Let $M$ be a Riemannian manifold, $U \subset M$ an open subset and $f : U \to M$ a $C^1$ diffeomorphism. I'm trying to show that a periodic orbit with period $n$ is a hyperbolic set iff $Df^n$ at any point of the orbit has no eigenvalue with absolute value $1$.

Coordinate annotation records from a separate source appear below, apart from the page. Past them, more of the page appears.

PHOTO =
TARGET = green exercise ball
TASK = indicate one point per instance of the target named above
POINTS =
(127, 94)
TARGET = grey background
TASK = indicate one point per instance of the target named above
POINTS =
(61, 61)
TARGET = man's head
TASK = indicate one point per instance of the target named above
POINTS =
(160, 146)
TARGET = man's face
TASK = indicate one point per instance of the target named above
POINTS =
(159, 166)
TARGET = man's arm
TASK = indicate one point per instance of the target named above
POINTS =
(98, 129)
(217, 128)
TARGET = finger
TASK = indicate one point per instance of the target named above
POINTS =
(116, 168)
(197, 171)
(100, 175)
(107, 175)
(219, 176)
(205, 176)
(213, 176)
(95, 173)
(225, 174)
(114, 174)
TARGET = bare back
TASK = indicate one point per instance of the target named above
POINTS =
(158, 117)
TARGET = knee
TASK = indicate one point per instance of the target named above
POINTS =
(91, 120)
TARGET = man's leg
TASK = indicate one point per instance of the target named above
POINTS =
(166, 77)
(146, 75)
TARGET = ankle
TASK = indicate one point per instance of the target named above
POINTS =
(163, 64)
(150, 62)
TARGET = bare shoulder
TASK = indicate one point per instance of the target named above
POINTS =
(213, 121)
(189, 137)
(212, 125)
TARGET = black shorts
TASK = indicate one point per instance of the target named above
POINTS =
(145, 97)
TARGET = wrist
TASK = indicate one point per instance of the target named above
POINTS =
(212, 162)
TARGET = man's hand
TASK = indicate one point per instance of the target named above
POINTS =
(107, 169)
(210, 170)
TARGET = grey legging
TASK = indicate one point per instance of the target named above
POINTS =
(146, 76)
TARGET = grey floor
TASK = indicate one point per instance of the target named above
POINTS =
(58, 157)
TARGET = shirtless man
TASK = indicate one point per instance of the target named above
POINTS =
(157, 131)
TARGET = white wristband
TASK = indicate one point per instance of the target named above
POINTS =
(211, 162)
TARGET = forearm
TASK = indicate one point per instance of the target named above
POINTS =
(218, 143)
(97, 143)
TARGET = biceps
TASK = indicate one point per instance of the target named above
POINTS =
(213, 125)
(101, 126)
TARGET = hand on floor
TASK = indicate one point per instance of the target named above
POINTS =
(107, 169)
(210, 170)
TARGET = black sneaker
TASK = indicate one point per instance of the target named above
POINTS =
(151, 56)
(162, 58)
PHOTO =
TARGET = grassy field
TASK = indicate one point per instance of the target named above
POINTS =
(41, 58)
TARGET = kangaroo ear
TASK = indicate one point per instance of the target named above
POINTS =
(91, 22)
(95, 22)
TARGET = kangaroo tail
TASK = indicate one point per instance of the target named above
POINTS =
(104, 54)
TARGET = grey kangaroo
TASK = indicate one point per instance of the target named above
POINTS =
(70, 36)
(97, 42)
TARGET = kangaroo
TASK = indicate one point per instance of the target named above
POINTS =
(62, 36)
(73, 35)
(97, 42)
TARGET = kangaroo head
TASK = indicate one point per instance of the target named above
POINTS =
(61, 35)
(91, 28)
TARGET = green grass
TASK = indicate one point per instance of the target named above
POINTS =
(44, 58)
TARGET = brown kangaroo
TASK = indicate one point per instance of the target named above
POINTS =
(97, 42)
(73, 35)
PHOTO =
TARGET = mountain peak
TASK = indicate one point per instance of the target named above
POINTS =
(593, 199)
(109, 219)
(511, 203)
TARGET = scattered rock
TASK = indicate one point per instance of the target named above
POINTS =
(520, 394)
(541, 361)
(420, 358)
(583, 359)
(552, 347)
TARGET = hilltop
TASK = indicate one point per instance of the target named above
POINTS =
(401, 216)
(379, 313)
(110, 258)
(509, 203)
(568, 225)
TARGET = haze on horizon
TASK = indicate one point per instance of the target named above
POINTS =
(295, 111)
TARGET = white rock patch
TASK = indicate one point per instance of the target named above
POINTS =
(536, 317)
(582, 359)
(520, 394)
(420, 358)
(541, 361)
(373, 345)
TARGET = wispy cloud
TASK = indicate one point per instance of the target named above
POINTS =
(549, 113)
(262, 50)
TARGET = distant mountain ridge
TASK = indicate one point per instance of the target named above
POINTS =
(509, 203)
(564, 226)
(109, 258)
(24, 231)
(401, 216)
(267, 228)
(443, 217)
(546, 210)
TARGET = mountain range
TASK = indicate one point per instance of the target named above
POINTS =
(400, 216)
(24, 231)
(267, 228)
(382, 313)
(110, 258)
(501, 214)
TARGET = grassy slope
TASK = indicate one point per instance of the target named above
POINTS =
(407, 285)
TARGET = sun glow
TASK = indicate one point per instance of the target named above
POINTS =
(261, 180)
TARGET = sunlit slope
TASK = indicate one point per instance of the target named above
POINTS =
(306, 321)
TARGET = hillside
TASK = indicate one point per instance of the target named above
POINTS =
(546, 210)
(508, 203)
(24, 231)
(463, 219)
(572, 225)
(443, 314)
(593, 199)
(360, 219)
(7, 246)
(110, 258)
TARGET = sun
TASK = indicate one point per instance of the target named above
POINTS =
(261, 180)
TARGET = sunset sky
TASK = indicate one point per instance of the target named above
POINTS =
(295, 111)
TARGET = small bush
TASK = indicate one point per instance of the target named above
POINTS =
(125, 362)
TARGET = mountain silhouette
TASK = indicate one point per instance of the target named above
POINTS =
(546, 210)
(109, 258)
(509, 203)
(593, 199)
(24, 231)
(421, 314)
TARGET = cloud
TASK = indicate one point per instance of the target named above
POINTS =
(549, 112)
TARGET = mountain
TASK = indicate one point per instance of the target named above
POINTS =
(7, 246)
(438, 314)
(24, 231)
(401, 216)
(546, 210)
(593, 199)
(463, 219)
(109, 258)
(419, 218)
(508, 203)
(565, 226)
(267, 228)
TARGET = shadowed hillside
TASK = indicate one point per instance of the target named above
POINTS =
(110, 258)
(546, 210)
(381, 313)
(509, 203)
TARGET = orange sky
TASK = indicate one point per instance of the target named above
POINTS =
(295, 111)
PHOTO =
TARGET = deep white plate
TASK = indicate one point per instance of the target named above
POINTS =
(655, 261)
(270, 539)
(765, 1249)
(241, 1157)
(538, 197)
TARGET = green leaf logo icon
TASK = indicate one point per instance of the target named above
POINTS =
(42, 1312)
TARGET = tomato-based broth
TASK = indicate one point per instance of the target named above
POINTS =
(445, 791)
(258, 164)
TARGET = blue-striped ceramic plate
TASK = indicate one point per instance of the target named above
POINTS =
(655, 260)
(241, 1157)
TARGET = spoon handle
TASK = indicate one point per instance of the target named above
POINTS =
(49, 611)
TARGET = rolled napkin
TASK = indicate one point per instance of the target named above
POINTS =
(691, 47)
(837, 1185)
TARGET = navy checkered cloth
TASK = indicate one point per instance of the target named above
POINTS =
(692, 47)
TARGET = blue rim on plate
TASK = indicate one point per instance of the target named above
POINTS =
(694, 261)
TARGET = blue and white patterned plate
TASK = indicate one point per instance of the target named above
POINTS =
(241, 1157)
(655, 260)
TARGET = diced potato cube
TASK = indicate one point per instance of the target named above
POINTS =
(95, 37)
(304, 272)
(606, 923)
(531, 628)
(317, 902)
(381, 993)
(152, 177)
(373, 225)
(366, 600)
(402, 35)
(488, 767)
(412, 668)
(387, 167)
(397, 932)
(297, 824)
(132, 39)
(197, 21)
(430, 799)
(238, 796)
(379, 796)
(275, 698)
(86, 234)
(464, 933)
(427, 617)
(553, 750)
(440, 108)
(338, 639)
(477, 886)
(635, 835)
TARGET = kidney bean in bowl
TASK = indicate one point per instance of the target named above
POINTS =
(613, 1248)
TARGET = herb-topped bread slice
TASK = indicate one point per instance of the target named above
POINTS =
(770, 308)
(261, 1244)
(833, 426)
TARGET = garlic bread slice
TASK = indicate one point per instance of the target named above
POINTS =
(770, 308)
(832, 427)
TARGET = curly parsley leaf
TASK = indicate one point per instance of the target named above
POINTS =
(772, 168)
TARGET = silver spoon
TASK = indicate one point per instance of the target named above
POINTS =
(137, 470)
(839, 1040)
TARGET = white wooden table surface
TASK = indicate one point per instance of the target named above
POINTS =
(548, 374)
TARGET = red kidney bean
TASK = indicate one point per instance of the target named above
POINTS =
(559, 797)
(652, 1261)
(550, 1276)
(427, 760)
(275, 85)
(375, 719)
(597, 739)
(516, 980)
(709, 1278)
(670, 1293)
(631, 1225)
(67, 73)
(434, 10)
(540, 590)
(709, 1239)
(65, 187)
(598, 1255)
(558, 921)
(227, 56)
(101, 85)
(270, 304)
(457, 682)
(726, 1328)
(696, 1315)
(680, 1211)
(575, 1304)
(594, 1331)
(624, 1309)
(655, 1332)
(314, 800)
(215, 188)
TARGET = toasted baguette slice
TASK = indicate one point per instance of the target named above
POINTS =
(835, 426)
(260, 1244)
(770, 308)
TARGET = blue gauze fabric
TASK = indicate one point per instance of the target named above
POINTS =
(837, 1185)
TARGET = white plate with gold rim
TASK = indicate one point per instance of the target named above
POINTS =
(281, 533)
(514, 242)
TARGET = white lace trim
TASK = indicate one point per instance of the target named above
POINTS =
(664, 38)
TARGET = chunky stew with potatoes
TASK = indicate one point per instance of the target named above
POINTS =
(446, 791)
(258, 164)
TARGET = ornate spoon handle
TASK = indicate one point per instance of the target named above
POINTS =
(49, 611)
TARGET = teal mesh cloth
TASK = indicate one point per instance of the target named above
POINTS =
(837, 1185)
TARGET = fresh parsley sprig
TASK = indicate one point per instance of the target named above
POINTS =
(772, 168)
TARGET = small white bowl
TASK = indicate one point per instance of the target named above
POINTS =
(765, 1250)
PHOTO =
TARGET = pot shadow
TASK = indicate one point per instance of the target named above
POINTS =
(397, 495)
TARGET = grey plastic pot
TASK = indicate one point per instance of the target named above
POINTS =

Let $\Lambda = \{p, f(p), ..., f^{n-1}(p)\}$ be a periodic orbit with period $n$. Suppose that $\Lambda$ is a hyperbolic set. Then there are constants $\lambda \in (0, 1), c > 0$ and for every $x \in \Lambda$, $T_x M = E^s_x \oplus E^u_x$ such that $$ Df_x(E^s_x) = E^s_{f(x)}, Df_x(E^u_x) = E^u_{f(x)} \\ \| Df^k_x(v) \| \leq c \lambda^k \| v \|, \text{for every} \; v \in E^s_x, k \geq 0 \\ \| Df^{-k}_x(v) \| \leq c \lambda^k \| v \|, \text{for every} \; v \in E^u_x, k \geq 0.$$
Let $x = f^i(p) \in \Lambda,\; 0 \le i \le n-1$. Suppose that $Df^n_x$ has an eigenvalue of absolute value $1$, i.e there are $\mu$ with $|\mu| = 1$ and $v \neq 0, v = v^s + v^u$, $v^s \in E^s_x, v^u \in E^u_x$, such that $Df^n_x(v) = \mu v$.
I can't obtain a contradiction. Can someone give me a hint?